Forum o żółwiach lądowych - żółw stepowy i grecki, hodowla, terrarium, nasze żółwie
Żółwie lądowe => Żywienie => Warzywa i ich zielone części oraz liście drzew i krzewów => Wątek zaczęty przez: Elżbieta w 09.02.2007, 13:03:32 pm
-
A czy można podawać żółwiom rzodkiewkę?I czy liście drzew lub krzewów owocowych są wskazane tzn chodzi mi o malinę , jerzynę, porzeczkę, agrest,wiśnię,truskawkę?I jeszce co sądzicie o liściach buraków?(zauważyłam że mój żółw spacerując sobie po ogrodzie podgryzał sobie własnie te listki)
Z góry dziekuję za pomoc.
-
Liście rzodkiewki podawać można, korzeń moim zdaniem się nie nadaje z uwagi na ostry smak, niewykluczone również że może mieć zły skład chemiczny, ale musiałabym sprawdzić. Dam znać.
Liście drzew lub krzewów owocowych - różnie, niektóre się nadają, inne zaś mogą być toksyczne (takie informacje można znaleźć na niektórych angielskich stronach).

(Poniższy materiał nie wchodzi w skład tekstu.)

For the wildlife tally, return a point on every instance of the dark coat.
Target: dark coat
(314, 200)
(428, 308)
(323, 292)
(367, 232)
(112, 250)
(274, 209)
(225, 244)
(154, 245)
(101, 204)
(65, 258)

Z tego co wymieniłaś na pewno nadaja się liście: malin, jeżyn (z obu trzeba usunąć ew. kolce) i truskawek. Mogą być też liście poziomek, chrzanu (mój żółw je uwielbia, do tego są bardzo twarde i się musi nieco namęczyć).
Porzeczka i agrest - nie słyszałam o przeciwskazanich, więc raczej też.
Burak - zawiera pewne ilości kwasu szczawiowego, więc nie jest optymalnym pożywieniem dla żółwia.
Wiśnia, śliwa, brzoskwinia, czereśnia i inne z rodzaju Prunus - nie, wiele źródeł podaje iż mogą być toksyczne.
-
odkopałam sobie temat ::)
a czy zieloną cześć marchewki można dać żółwiowi czy są jakieś przeciwwskazania ???
-
Nie próbowałam nigdy podawać. Spotykam różne opinie. Niektórzy stoją na stanowisku że można ale zdarzają się głosy że natka marchwi się nie nadaje z uwagi na obecność kwasu szczawiowego... aczkolwiek przejrzałam bazę na: http://www.ars-grin.gov/duke/highchem.html i nie znalazłam nic o tym odnośnie liści (jest natomiast korzeń).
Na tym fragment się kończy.